Union College of Laguna
- Type: Private
- Established: 1947
- Principal: Dr. David A. Sobrepeña
- Location: Santa Cruz, Laguna, Philippines 14°17′00″N 121°24′57″E﻿ / ﻿14.283224°N 121.415904°E
- Website: www.uclaguna.com
- Location in Laguna Location in Luzon Location in the Philippines

= Union College of Laguna =

Private college in Laguna, Philippines

The Union College of Laguna is a college institution located in Santa Cruz, Laguna, Philippines. The Union College was founded in 1947 by educator Enrique Sobrepeña whose aim was to provide access to education to students who can't go to Manila for further education.

==Academics and courses==
The Union College of Laguna is composed of the following Schools:

The Union College School of Integrated Preparatory Studies (UCSIPS) provides a 12-year program that combines kindergarten, elementary, and high school studies to prepare the student for college. This curriculum is not common among the educational institutions in the Philippines. It is currently headed by Mr. Redentor L. Abadier.

The School of Arts and Sciences (SAS) provides the subjects that are required by the Philippine governing entities for education. These subject includes collegiate mathematics, physical education, and the sciences. The SAS also provides specialized studies and grant degrees in BS Psychology, Bachelor of Arts with majors in Political Science, Public Administration, English, and Economics. It is currently headed by Dr. Lito F. Noroña.

The School of Education (SED) is a branch of the College provides the programs for Bachelor of Elementary Education and Bachelor of Secondary Education. It is currently headed by Dr. Rosemarie D. Sabado.

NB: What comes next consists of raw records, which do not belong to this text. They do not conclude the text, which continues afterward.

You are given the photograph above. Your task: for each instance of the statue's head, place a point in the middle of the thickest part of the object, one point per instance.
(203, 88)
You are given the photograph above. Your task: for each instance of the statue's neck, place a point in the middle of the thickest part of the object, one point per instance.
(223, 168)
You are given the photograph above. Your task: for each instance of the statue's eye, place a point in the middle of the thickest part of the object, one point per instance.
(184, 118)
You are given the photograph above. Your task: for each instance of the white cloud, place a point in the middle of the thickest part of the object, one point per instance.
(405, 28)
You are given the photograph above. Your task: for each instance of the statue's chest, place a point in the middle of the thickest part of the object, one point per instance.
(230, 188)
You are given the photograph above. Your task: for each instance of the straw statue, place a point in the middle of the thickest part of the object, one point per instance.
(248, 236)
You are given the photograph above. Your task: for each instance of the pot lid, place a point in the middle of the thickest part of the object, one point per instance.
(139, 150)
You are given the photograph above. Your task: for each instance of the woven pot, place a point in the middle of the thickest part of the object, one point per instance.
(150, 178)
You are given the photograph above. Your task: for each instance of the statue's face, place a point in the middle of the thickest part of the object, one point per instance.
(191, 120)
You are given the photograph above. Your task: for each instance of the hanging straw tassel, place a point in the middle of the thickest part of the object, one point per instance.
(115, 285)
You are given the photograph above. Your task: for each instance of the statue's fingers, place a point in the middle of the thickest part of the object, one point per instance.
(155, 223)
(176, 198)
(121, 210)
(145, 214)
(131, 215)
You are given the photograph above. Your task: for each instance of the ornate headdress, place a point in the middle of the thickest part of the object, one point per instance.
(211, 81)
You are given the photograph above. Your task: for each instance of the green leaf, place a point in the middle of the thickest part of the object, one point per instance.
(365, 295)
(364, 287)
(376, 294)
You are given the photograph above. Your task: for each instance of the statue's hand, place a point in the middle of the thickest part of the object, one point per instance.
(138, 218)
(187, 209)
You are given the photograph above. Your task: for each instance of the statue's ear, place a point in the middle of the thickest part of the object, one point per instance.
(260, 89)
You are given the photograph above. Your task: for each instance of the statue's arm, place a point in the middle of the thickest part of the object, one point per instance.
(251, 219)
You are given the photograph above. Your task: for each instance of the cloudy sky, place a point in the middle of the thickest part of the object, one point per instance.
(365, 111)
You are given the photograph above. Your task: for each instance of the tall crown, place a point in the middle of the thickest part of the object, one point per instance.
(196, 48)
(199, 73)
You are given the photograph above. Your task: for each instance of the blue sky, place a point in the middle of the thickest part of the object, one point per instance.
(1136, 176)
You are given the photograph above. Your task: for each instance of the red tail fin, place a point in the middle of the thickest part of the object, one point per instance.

The School of Accountancy, Business Administration, Technology and Hotel and Restaurant Management (SABATH) governs entrepreneurial and technical training. It grants degree and certificate programs for Accountancy, Business Administration, and HRM. The SABATH also gives degrees and certificates for Secretarial Administration, Computer Science, Information Technology, and Computer Engineering. It is currently headed by Dr. Mona Lisa Dabao.

The Graduate School provides courses in Public Administration, and Education with a choice of major in Administration and Supervision, Guidance and Counseling, or Psychology.